これまで、どうしても都心との関係性ということが重視をされてきたというふうに思いますけれども、むしろ地理的に、このエリアの強みは、他県との連携の核となり得るというところであります。
そうした観点から、答弁でも、自治体の区域を超えた広域的なサポート体制ということを重視して選定をしたということを評価するとともに、都県境を超えた取り組みを含めて、具体的な取り組みに期待をしたいというふうに思います。
さて、今回、四団体の指定管理者の応募があったというふうに聞いております。応募者ごとの評価点についても、公表されている情報を拝見させていただきました。
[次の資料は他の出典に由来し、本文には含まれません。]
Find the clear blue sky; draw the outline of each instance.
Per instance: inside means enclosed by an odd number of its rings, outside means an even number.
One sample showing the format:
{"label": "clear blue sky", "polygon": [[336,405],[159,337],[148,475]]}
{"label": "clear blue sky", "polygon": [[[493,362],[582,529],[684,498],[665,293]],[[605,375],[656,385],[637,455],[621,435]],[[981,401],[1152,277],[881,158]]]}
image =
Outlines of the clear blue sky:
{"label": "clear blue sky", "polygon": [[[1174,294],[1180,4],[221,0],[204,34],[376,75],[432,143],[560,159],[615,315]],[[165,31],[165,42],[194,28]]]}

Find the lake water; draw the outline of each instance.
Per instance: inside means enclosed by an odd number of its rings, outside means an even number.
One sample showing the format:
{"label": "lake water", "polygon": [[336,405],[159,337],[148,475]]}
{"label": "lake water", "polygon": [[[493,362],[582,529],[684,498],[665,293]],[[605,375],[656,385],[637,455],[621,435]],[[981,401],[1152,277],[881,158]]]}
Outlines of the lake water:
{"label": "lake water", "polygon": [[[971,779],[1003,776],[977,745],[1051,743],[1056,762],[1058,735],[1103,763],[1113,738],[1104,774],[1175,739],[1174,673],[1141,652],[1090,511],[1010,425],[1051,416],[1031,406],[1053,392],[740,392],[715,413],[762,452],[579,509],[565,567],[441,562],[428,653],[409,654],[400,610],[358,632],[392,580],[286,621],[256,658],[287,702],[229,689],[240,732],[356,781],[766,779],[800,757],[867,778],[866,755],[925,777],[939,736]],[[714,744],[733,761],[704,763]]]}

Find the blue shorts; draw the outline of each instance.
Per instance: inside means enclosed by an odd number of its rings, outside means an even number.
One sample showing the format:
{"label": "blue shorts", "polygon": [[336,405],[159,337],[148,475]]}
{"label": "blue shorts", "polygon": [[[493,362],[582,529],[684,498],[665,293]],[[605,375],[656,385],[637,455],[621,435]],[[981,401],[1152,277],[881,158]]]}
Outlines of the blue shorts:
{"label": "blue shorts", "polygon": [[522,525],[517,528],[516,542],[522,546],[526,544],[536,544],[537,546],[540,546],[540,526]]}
その中で、今回の候補者が最高得点をとっているということであります。
今回、指定管理者の候補者として選定された多摩産業交流センター指定管理共同企業体について、当該候補者の事業計画の概要について、どのようなものであったのか伺いたいと思います。
○土村商工部長 多摩産業交流センター指定管理共同企業体は、日本コンベンションサービス株式会社を代表団体としており、独自のノウハウを生かした事業計画の提案を行っております。
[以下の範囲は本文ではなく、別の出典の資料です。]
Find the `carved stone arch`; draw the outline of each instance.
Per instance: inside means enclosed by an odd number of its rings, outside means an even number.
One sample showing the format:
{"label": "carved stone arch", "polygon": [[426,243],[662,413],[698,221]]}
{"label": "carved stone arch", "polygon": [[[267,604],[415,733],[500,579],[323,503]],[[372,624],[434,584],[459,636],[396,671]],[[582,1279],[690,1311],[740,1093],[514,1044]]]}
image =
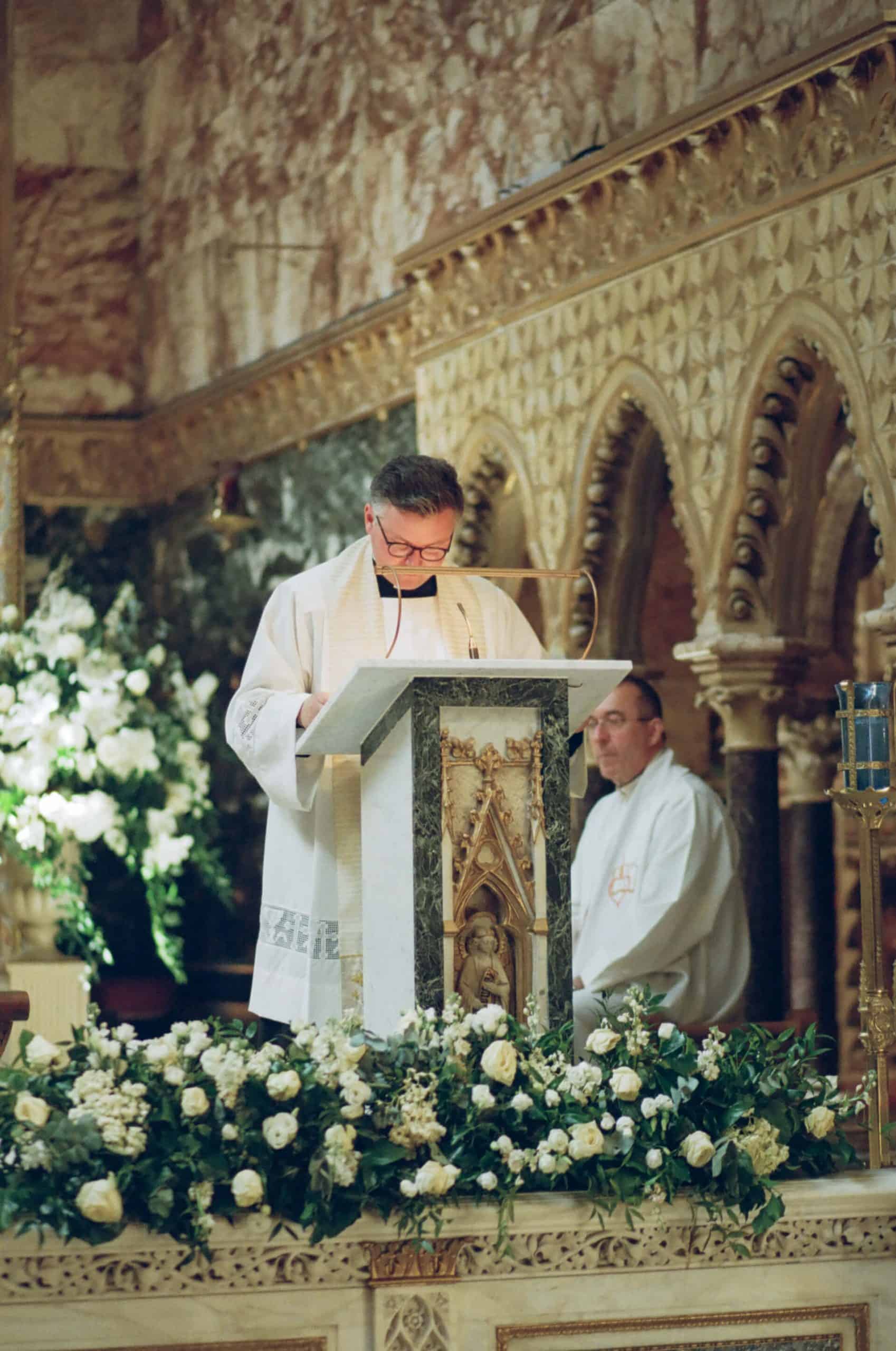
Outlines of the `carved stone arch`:
{"label": "carved stone arch", "polygon": [[[882,504],[874,524],[893,528],[892,484],[857,350],[839,320],[810,297],[787,300],[757,345],[731,446],[735,473],[714,550],[712,609],[722,627],[803,636],[815,604],[819,531],[838,528],[841,513],[826,494],[845,447],[873,503]],[[885,546],[882,532],[878,549]],[[830,555],[828,566],[835,567]],[[818,630],[816,604],[812,621]]]}
{"label": "carved stone arch", "polygon": [[[584,567],[599,589],[600,617],[595,657],[641,658],[641,605],[653,557],[657,512],[669,480],[676,526],[682,536],[695,596],[700,577],[696,517],[684,490],[676,492],[666,436],[677,430],[665,397],[645,367],[620,363],[604,389],[582,438],[574,476],[573,531],[566,566]],[[684,509],[680,509],[681,503]],[[685,527],[685,519],[691,528]],[[568,650],[578,655],[593,621],[593,597],[585,578],[569,584]]]}
{"label": "carved stone arch", "polygon": [[[519,439],[493,413],[477,419],[454,458],[464,485],[465,509],[455,531],[451,562],[462,567],[543,567],[532,485]],[[551,648],[550,616],[555,597],[550,586],[508,578],[499,581],[532,628]]]}

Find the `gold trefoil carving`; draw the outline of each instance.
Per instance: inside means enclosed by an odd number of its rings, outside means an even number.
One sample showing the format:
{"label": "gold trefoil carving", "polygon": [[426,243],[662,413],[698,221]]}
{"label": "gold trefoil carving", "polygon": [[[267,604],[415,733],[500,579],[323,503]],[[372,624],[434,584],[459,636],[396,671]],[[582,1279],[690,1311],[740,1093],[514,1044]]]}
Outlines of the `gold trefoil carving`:
{"label": "gold trefoil carving", "polygon": [[499,1004],[522,1017],[532,936],[545,932],[535,886],[545,850],[542,734],[508,736],[501,754],[443,728],[442,825],[451,848],[453,986],[468,1012]]}

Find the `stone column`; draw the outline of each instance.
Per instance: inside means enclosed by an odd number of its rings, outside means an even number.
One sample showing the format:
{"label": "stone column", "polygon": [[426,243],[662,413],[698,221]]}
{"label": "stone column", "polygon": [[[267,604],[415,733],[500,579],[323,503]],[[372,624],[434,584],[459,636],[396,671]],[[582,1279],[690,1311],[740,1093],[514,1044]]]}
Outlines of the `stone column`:
{"label": "stone column", "polygon": [[[815,1009],[819,1031],[837,1036],[837,915],[834,808],[824,796],[837,775],[841,734],[835,717],[781,717],[781,805],[788,862],[789,1006]],[[828,1065],[828,1062],[831,1062]],[[824,1054],[837,1069],[835,1051]]]}
{"label": "stone column", "polygon": [[762,635],[719,634],[680,643],[724,727],[727,804],[741,842],[741,882],[753,961],[745,993],[750,1021],[787,1012],[778,819],[777,721],[805,667],[804,644]]}

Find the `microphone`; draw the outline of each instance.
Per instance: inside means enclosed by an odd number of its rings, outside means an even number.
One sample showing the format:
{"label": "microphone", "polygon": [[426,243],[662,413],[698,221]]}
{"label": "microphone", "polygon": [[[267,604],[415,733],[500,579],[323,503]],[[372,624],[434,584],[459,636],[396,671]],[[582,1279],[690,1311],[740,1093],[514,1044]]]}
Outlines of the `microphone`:
{"label": "microphone", "polygon": [[466,611],[461,605],[459,600],[457,603],[457,608],[459,609],[461,615],[464,616],[464,623],[466,624],[466,650],[468,650],[468,655],[469,655],[470,661],[477,662],[480,659],[480,650],[476,646],[476,639],[473,638],[473,630],[470,628],[470,621],[466,617]]}

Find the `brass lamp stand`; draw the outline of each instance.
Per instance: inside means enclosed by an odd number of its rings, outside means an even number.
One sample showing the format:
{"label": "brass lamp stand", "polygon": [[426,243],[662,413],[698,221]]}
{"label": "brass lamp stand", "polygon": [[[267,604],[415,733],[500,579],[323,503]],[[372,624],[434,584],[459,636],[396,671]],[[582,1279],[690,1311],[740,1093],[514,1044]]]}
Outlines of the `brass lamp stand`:
{"label": "brass lamp stand", "polygon": [[[862,689],[862,686],[858,686]],[[865,686],[868,688],[868,686]],[[880,686],[878,686],[880,688]],[[861,786],[873,778],[891,778],[896,770],[893,755],[893,693],[891,688],[885,708],[855,705],[853,681],[842,681],[838,696],[845,696],[846,707],[838,711],[843,734],[845,788],[831,788],[827,796],[845,811],[858,819],[860,842],[860,896],[862,923],[862,959],[860,966],[858,1011],[861,1017],[860,1040],[868,1056],[869,1078],[873,1079],[869,1093],[869,1163],[873,1169],[889,1167],[893,1162],[893,1148],[887,1133],[889,1123],[889,1065],[888,1054],[896,1042],[896,967],[891,990],[885,989],[884,942],[881,923],[880,888],[880,828],[882,821],[896,811],[896,781],[882,788]],[[877,724],[865,724],[869,755],[857,757],[857,717],[881,719]],[[873,727],[873,734],[870,728]],[[876,734],[876,735],[874,735]],[[860,736],[861,740],[861,736]],[[882,755],[877,758],[878,751]]]}

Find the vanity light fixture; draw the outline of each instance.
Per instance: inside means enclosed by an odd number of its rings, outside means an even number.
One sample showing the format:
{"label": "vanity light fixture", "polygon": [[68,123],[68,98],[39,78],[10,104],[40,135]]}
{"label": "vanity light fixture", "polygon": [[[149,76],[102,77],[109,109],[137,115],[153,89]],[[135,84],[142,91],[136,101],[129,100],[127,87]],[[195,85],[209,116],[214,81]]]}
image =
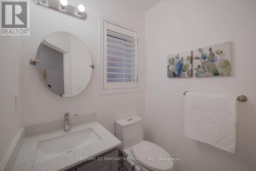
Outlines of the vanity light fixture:
{"label": "vanity light fixture", "polygon": [[34,0],[34,2],[39,6],[82,20],[87,17],[83,5],[79,5],[76,7],[69,4],[68,0]]}
{"label": "vanity light fixture", "polygon": [[77,7],[77,9],[78,9],[77,14],[78,14],[79,15],[81,15],[82,13],[84,12],[84,11],[86,10],[84,6],[81,4],[78,5],[78,6]]}
{"label": "vanity light fixture", "polygon": [[60,8],[63,10],[65,9],[66,7],[69,4],[68,0],[59,0],[59,3],[60,4]]}

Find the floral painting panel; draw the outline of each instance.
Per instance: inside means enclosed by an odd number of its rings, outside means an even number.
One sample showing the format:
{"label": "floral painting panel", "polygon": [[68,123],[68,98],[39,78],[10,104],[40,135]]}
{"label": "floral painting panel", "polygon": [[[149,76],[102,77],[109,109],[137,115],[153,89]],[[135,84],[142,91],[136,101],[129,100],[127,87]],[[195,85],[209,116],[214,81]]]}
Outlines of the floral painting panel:
{"label": "floral painting panel", "polygon": [[193,77],[192,51],[189,51],[167,56],[168,78]]}
{"label": "floral painting panel", "polygon": [[196,77],[231,75],[231,42],[196,49],[193,53]]}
施設の運営につきましては、MICE誘致などの経験を有する人材を配置するとともに、企業、大学、研究機関のニーズとシーズをつなぐ専門職を配置し、施設の役割を踏まえた、適切かつ効率的な業務運営が遂行される体制を構築することとしております。
こうした体制のもと、民間ならではの営業力や機動力を発揮して、中小企業のニーズなどを拾い上げるとともに、多摩地域を中心として、近隣県も含め、大学、研究機関や中小企業支援団体等との連携などの取り組みを着実に進めていくこととしてございます。
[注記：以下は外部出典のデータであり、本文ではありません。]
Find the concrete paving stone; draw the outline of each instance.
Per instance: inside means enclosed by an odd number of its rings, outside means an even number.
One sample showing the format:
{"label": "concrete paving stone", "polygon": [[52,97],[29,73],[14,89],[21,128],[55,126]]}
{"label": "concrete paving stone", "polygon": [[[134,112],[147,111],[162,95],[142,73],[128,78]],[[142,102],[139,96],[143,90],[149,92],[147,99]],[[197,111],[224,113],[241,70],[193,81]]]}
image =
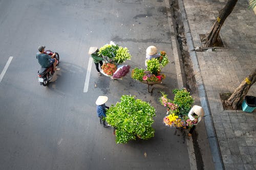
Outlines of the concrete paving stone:
{"label": "concrete paving stone", "polygon": [[[228,115],[229,116],[229,118],[230,116],[237,116],[237,111],[236,110],[224,110],[224,111],[227,111],[228,113]],[[231,121],[231,119],[230,119]]]}
{"label": "concrete paving stone", "polygon": [[243,162],[244,164],[252,164],[253,161],[250,155],[241,155]]}
{"label": "concrete paving stone", "polygon": [[233,130],[234,131],[240,130],[242,131],[242,129],[241,128],[240,123],[233,123],[232,124],[232,126],[233,127]]}
{"label": "concrete paving stone", "polygon": [[244,164],[245,169],[246,170],[255,170],[254,165],[251,164]]}
{"label": "concrete paving stone", "polygon": [[[209,82],[210,82],[210,81],[209,80]],[[205,83],[205,81],[204,81],[204,83]],[[205,87],[205,90],[206,90],[207,92],[209,92],[209,91],[212,91],[214,89],[212,88],[212,86],[209,84],[209,83],[206,83],[206,84],[208,84],[208,85],[204,85]],[[207,96],[208,96],[208,94],[207,94]],[[214,98],[214,96],[208,96],[208,98]]]}
{"label": "concrete paving stone", "polygon": [[[224,113],[223,113],[223,114]],[[223,123],[230,123],[230,119],[229,119],[229,116],[228,116],[228,115],[221,115],[221,117]]]}
{"label": "concrete paving stone", "polygon": [[242,164],[243,160],[242,160],[242,156],[240,155],[233,155],[232,154],[231,155],[231,157],[233,162],[237,163],[237,164]]}
{"label": "concrete paving stone", "polygon": [[250,128],[248,126],[248,123],[241,123],[240,127],[241,130],[244,130],[244,131],[250,130]]}
{"label": "concrete paving stone", "polygon": [[230,110],[224,110],[222,113],[221,116],[229,116]]}
{"label": "concrete paving stone", "polygon": [[219,144],[220,145],[220,147],[228,148],[229,145],[228,143],[227,143],[227,140],[218,139],[218,141],[219,141]]}
{"label": "concrete paving stone", "polygon": [[236,115],[236,116],[230,116],[229,115],[229,119],[230,119],[230,122],[231,123],[239,123],[239,120],[238,119],[238,116]]}
{"label": "concrete paving stone", "polygon": [[233,163],[225,163],[224,166],[225,166],[225,169],[226,170],[227,169],[233,170],[234,168]]}
{"label": "concrete paving stone", "polygon": [[255,139],[255,138],[246,138],[245,142],[246,142],[246,144],[248,147],[255,147],[256,146]]}
{"label": "concrete paving stone", "polygon": [[215,123],[214,127],[215,127],[215,130],[217,131],[224,130],[224,127],[222,123]]}
{"label": "concrete paving stone", "polygon": [[233,164],[233,160],[231,157],[231,155],[223,155],[222,160],[224,164]]}
{"label": "concrete paving stone", "polygon": [[224,130],[233,130],[233,128],[232,127],[232,123],[223,123],[223,128]]}
{"label": "concrete paving stone", "polygon": [[215,125],[215,123],[222,123],[222,122],[221,121],[221,116],[219,115],[215,115],[214,116],[213,116],[212,119],[213,119],[213,121],[214,121]]}
{"label": "concrete paving stone", "polygon": [[256,164],[256,155],[251,155],[251,157],[252,159],[252,163]]}
{"label": "concrete paving stone", "polygon": [[[231,155],[239,155],[239,158],[240,158],[240,159],[242,160],[242,159],[241,159],[241,156],[240,156],[240,151],[239,150],[239,148],[238,147],[229,147],[229,150],[230,151]],[[238,161],[234,161],[234,159],[233,159],[233,161],[234,162],[236,162],[237,163],[243,163],[243,162],[241,161],[241,162]]]}
{"label": "concrete paving stone", "polygon": [[212,110],[212,114],[220,114],[220,111],[221,111],[220,105],[219,103],[216,102],[212,103],[209,102],[209,105],[210,105],[210,108],[211,110]]}
{"label": "concrete paving stone", "polygon": [[237,141],[237,138],[230,138],[227,139],[227,142],[228,143],[229,147],[238,147],[238,144]]}
{"label": "concrete paving stone", "polygon": [[238,113],[238,115],[237,116],[238,120],[239,122],[244,123],[248,123],[247,119],[246,119],[246,116],[245,114],[241,114],[241,113]]}
{"label": "concrete paving stone", "polygon": [[231,152],[229,148],[227,147],[220,147],[220,149],[222,155],[231,155]]}
{"label": "concrete paving stone", "polygon": [[250,123],[248,125],[248,129],[252,131],[256,131],[256,125],[254,123]]}
{"label": "concrete paving stone", "polygon": [[256,132],[256,131],[245,131],[245,135],[246,137],[248,138],[252,138],[253,136],[256,136],[255,135],[255,133]]}
{"label": "concrete paving stone", "polygon": [[250,155],[250,151],[248,147],[238,147],[240,152],[240,155]]}
{"label": "concrete paving stone", "polygon": [[[205,87],[205,89],[206,89],[206,87]],[[212,91],[212,90],[207,90],[206,93],[208,98],[218,98],[218,94],[215,92],[215,91]]]}
{"label": "concrete paving stone", "polygon": [[237,137],[236,138],[239,147],[247,147],[246,141],[244,137]]}
{"label": "concrete paving stone", "polygon": [[236,130],[234,131],[234,133],[236,137],[244,137],[245,135],[245,131]]}
{"label": "concrete paving stone", "polygon": [[216,134],[218,140],[226,140],[227,139],[226,134],[224,130],[216,131]]}
{"label": "concrete paving stone", "polygon": [[256,155],[256,146],[248,147],[248,149],[250,152],[250,155]]}
{"label": "concrete paving stone", "polygon": [[253,115],[251,116],[246,116],[246,120],[249,123],[256,123],[256,119]]}
{"label": "concrete paving stone", "polygon": [[245,170],[244,164],[234,164],[234,169],[236,170]]}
○滝田委員 私からは、前回、十一月の事務事業質疑におきましても、立川にできました創業拠点、TOKYO創業ステーションTAMA、あるいは都立大学など多数の大学が多摩地域に立地をしているということを生かして、連携をしながら新たな事業やサービスを生み出していくということが、この地域の強みになり得るということを指摘いたしました。
先ほどの答弁の中にも、企業、大学、研究機関のニーズとシーズをつなぐ専門職を配置するといった事業計画の提案があったというふうにご答弁がありました。これは、ぜひ事業者には実行していただきたいというふうに思いますし、産業労働局としましても、事業者任せということではなくて、行っている他の事業と連携をしたり、あるいは、他局の所管ではありますけれども、都立大学にも連携を促すなど行いまして、主体的な取り組みを求めます。
次に、こうした取り組みの実現性という観点から質問をいたします。
応募団体の組織の能力や信用といった資質に関連する部分で、今回、指定管理者の候補者として選定されました多摩産業交流センター指定管理共同企業体がどのように評価されているのか、特に展示場等の運用実績の部分を中心にお伺いいたします。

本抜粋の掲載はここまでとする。